Sur la vacuité de nos institutions, le général Yamoussa Camara a été clair. « Il faut que les gens sachent que ma mise sous mandat de dépôt avait été décidée en amont. Il fallait simplement trouver quelqu’un pour mettre le vernis juridique. Et c’est pour cette raison qu’on a osé violer la constitution », a-t-il précisé. A l’en croire, cette constitution a d’abord été violée par le gouvernement qui est chargé de l’exécution des lois, ensuite, la cour Constitutionnelle qui est le garant du fonctionnement régulier des institutions et des pouvoirs publics, en plus, les ministres qui ne cherchent qu’à conserver leurs places et à bénéficier des avantages du pouvoirs. En outre, L’assemblée nationale qui est la seule compétente à traduire ministres et président devant la haute cour de justice pour des infractions commises dans l’exercice de leurs fonctions a violé aussi la constitution. Enfin, la Cour Suprême, la plus haute juridiction du pouvoir judiciaire, qui a un rôle de régulation par le droit, n’a rien fait.
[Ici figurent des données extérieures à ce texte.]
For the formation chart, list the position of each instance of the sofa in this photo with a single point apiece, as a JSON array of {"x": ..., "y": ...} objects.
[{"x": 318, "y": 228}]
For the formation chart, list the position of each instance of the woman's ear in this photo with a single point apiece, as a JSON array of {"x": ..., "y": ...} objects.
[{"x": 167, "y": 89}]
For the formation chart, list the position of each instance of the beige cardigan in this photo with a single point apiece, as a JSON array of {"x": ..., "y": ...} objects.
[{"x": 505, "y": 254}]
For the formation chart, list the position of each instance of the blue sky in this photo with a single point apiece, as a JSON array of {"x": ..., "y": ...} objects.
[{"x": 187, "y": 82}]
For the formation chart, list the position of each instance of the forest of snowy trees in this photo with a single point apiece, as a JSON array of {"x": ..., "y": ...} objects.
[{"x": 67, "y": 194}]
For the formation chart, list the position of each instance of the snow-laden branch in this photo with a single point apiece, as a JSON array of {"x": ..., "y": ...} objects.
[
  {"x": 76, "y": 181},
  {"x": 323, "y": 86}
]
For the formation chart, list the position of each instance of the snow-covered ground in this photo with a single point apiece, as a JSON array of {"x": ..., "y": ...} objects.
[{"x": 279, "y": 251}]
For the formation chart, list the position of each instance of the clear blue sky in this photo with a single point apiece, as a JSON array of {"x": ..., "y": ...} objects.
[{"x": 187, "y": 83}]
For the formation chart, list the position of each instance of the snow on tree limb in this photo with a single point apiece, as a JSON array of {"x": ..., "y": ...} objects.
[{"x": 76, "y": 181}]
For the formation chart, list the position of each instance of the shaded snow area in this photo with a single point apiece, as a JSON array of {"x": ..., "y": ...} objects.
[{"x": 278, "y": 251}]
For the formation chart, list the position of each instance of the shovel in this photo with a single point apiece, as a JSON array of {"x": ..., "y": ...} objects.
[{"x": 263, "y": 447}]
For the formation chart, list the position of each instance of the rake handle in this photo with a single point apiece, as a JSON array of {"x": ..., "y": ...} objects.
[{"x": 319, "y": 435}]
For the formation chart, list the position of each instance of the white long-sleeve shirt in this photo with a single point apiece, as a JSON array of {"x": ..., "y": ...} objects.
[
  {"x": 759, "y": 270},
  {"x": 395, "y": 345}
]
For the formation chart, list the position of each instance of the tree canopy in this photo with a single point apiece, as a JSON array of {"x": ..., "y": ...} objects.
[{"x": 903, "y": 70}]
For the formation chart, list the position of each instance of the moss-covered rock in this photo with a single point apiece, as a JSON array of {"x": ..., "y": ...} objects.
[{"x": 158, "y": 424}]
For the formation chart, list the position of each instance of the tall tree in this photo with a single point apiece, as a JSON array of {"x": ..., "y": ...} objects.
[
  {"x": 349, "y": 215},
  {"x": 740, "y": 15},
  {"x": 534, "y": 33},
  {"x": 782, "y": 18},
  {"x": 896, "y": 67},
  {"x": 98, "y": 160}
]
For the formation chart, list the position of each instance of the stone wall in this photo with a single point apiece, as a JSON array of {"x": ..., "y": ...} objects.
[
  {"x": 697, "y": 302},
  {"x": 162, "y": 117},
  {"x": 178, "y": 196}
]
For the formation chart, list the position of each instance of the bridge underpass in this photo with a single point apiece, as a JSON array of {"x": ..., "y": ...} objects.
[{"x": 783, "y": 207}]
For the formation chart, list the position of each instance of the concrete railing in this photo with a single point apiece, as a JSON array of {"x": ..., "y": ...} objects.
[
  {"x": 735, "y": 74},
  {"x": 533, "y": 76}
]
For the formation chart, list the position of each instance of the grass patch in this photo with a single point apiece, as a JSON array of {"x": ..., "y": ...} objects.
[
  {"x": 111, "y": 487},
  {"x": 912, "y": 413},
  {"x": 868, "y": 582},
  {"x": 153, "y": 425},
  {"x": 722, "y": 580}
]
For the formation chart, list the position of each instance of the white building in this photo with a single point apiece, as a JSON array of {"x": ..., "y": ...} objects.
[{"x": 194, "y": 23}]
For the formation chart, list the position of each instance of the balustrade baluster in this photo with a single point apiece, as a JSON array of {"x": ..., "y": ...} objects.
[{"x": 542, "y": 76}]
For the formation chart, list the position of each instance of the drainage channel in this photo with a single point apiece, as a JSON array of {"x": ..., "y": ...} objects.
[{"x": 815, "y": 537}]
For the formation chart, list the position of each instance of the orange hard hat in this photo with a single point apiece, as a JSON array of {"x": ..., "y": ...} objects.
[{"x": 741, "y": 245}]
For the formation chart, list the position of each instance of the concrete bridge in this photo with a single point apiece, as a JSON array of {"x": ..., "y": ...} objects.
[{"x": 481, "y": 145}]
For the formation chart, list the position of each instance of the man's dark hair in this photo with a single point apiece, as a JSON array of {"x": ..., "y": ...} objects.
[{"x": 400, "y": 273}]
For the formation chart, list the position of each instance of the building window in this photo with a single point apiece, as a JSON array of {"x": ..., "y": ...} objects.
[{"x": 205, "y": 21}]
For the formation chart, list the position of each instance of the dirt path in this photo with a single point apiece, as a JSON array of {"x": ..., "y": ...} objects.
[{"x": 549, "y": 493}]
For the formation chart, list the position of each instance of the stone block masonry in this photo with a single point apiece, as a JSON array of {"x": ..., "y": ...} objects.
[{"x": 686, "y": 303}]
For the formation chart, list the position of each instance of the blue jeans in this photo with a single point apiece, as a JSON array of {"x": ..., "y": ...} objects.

Il dira plus loin que la gendarmerie est une force de police à statut militaire, elle est administrée par le ministère de la défense, mise à la disposition du ministre de la sécurité pour emploi. Les effectifs, selon lui, sont gérés chaque jour au niveau de toutes les unités, ainsi que la situation des primes . « Ce sont ces détails qui ont fini par manger l’expert Boubèye et les juges qui n’avaient aucune culture militaire », conclut-il.